Como recalca Olalde, en las seis obras, además de las típicas estocadas –no exentas de cierta simpatía hacia el blanco– a motivos religiosos cristianos (hay mucha deformación nórdica, por ejemplo, las ilustraciones de una Biblia del taller de Lucas Cranach), Burgos se focaliza en temas como “lo inevitable, lo ilusorio del libre albedrío” y “la inocencia violentada”, que tienen raíces profundísimas, verdaderos topoi de la tradición occidental.

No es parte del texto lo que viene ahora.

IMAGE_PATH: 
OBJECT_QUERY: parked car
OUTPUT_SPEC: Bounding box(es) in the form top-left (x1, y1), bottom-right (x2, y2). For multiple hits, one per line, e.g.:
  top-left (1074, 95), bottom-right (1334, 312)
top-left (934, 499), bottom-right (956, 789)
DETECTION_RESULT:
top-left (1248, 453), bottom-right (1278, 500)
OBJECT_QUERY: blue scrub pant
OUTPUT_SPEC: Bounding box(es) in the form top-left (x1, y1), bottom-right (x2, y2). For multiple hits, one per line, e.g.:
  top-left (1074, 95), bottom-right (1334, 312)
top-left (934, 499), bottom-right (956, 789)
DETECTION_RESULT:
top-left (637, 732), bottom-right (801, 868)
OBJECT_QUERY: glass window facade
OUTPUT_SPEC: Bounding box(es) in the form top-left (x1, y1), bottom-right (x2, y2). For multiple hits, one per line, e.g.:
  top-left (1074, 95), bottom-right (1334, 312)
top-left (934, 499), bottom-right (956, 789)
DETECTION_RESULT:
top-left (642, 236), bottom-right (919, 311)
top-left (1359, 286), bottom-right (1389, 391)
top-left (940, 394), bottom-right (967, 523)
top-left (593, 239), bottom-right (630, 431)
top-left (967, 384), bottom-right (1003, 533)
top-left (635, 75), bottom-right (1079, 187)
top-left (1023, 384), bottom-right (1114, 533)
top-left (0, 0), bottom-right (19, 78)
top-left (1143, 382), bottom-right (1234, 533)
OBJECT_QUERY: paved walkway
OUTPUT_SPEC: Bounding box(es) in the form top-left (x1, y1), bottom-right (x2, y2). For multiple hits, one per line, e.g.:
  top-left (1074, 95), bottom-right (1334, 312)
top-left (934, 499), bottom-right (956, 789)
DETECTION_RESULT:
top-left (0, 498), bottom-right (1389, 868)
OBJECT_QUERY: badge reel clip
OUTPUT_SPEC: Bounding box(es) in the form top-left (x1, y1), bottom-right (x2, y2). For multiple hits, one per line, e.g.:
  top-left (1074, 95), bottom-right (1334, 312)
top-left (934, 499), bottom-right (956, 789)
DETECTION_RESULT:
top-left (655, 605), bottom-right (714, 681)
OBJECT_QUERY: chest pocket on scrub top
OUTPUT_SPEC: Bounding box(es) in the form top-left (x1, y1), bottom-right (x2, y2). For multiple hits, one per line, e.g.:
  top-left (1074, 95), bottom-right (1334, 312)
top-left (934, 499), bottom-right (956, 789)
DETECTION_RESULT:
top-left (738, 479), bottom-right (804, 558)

Esta arquitectura y temática clásicas encuentran su correspondencia en la fenomenal habilidad de Burgos, que no superpone los diferentes recortes “originales” de su material, sino que primero los reproduce a la escala deseada y luego los enlaza milimétricamente hasta formar una superficie uniforme, dando al conjunto un grado de limpieza cristalino. Claro que toda esta coherencia y armonía son sistemáticamente interferidas por un catálogo icónico dedicado inapelablemente al negativo, donde, como la misma leyenda popular árabe que es el disparador de la colección (y el título mismo), el centro es la muerte. Así, entre escenarios urbanos que recuerdan los rascacielos del futurista menor Ugo Pozzo, superhéroes en acción, plantas amenazantes, partos monstruosos, Alicias sin País de las Maravillas y acosadas por la autoridad, San Sebastianes en metamorfosis y armas, Burgos retrata un nuevo Apocalipsis, que hace unos años podría haberse definido como kitsch. Pero ahora que el kitsch ha sido totalmente asimilado por el arte “mayor” como una simple posibilidad figurativa más, mejor llamarla visión portentosa de un cataclismo global –que rasguea diferentes tiempos y géneros, como las partes que constituyen sus seis capítulos– perpetuamente al acecho.

Cita en Samarra, de Juan Burgos. Curador: Roberto Olalde. Espacio de Arte Contemporáneo (Arenal Grande 1930). Hasta el 27 de mayo.